What Your Returns are Telling You PDF Print E-mail
Articles - General Reverse Logistics
Written by Paul Rupnow   
Thursday, 08 April 2004

Andlor Logistics Systems associate Mike Mannella recently wrote a feature article for APICS magazine (The Educational Society for Resource Management) entitled “What your returns are telling you”.

The full article originally appeared in the July/August 2003 issue of APICS magazine. Past issues can be obtained by APICS members by visiting http://www.apics.org 

Mike outlines the three principal approaches that companies undertake when attempting to reduce the serious impact that product returns have on an organization. This usually involves some combination of:

    1.  decreasing the processing cost per return,

    2.  improving asset recovery values and

    3.  simply reducing the overall number of returns themselves.

Of these three options, companies usually focus on reducing the numbers of returns.

However, as Mike points out, there can be a lot of information contained in the products that are being returned. That information can point to a whole range of problem areas that may not be obvious at first glance:

Product Design Examining returns can highlight issues with a product’s fundamental design. More importantly, the results of an examination can be compared with the reason a customer has given for the return (they are not always the same!). This information can then be communicated to product teams so that improvements can be made in a product’s ease of assembly, ease of disassembly and overall usability.
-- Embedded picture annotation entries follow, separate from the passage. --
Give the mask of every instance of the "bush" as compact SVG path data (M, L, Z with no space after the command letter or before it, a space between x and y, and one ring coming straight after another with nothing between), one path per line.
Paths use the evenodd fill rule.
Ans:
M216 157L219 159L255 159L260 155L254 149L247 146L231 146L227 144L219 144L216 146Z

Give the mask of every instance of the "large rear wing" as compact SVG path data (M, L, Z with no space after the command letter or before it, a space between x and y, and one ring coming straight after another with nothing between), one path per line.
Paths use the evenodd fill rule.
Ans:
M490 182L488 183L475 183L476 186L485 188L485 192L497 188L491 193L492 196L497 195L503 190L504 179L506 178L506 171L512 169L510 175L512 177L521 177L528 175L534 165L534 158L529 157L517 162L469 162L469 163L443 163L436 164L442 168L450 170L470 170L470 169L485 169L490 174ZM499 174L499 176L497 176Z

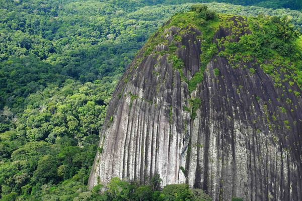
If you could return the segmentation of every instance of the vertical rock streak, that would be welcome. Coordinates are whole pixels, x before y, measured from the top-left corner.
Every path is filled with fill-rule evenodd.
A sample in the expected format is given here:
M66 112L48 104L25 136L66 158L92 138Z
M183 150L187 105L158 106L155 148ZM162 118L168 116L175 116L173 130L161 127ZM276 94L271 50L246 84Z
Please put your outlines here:
M177 54L188 79L200 65L201 43L196 37L200 32L191 31L177 44L186 46ZM164 37L171 43L179 30L169 31ZM226 34L219 32L216 35ZM143 53L124 75L109 105L91 187L116 176L146 184L159 173L163 185L187 182L214 200L302 200L301 97L282 97L282 89L259 66L251 75L248 69L233 68L218 56L190 94L167 54L152 54L136 66ZM201 100L194 119L184 109L193 97ZM287 97L296 110L283 113L278 106L290 111ZM283 125L285 120L290 127ZM270 129L272 123L280 126Z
Manufacturing Returned products may be signaling a problem with the machinery used to manufacture the product, parts of the manufacturing process itself or may be pointing to a missing skill set among employees.

Packaging and Handling Even a product that has been inspected for defects must survive packing, shipping, unpacking and shelving on its way to the customer. A failure in packaging, handling procedures or equipment could be causing damage after the product leaves the factory.

Vendor Evaluation In cases where the manufacturing of entire products or their component parts have been outsourced, vendor performance could be part of the returns problem. Determining the true reasons behind a return can sometimes trace the problem to the outsource partner. Once the problem has been discovered, communications with vendors may need to be improved to avoid a recurrence of the problem in the future.

Customer and Channel Profitability Including returns in an analysis of specific channels can reveal the true profitability of those channels. For example, Internet sales feature a return rate that is much higher than in other, more traditional channels. By considering returns as part of the equation, specific channels begin to show their actual performance.

Documentation and Support Sometimes returns occur because customers simply don’t understand how to use a product and cannot get the help they need. An examination of why the returns are occurring can reveal problems with product support or with documentation that is of the wrong type or level.

Marketing In many organizations, there is often little communication between the Marketing and Customer Service functions and the result is that customers receive mixed messages about a product’s capabilities. Product returns can be the result of disappointed customers whose inflated expectations were simply not met by the actual experience of using the product.

Return Policies A high volume of returns can signal a returns policy that is too liberal and one that customers are taking advantage of.

Because product returns come directly from your customers, the information they contain is crucial. Collecting good data on those returns and undertaking a regular analysis of that data is the first step towards hunting down anomalies in the process and starting a cycle of continuous improvement. As Mike points out in this article, understanding what your returns are telling you is key to reducing the number of returned products.

Comments (1) >> feed
written by Matthew McHale, Sat, Jul 31, 2004


To expound just a little, returns volumes and their related $ values speak to the performance (at the SKU, vendor, category and/or retailer department level)of the supply chain. Specifically, suppliers and their distributor (retailer) trading partners are attempting to appropriately satisfy a "demand plan" with a given supply strategy. If the returns of an item represent a point "off the data
curve" (more than the standard deviation), the various issues/causes you touch on should be investigated.

With so much focus on near real-time supply chain management, analysis of returns is significant throughout. Many industry channels struggle with reverse logistics issues BEFORE the product ever reaches a customer, and must implement solutions to do so. The outputs resulting from the capture of returns data should be part of the various metrics used to support enable performance internally and to the customer.

Thanks for the article. I certainly enjoyed it. Please keep 'em comin'.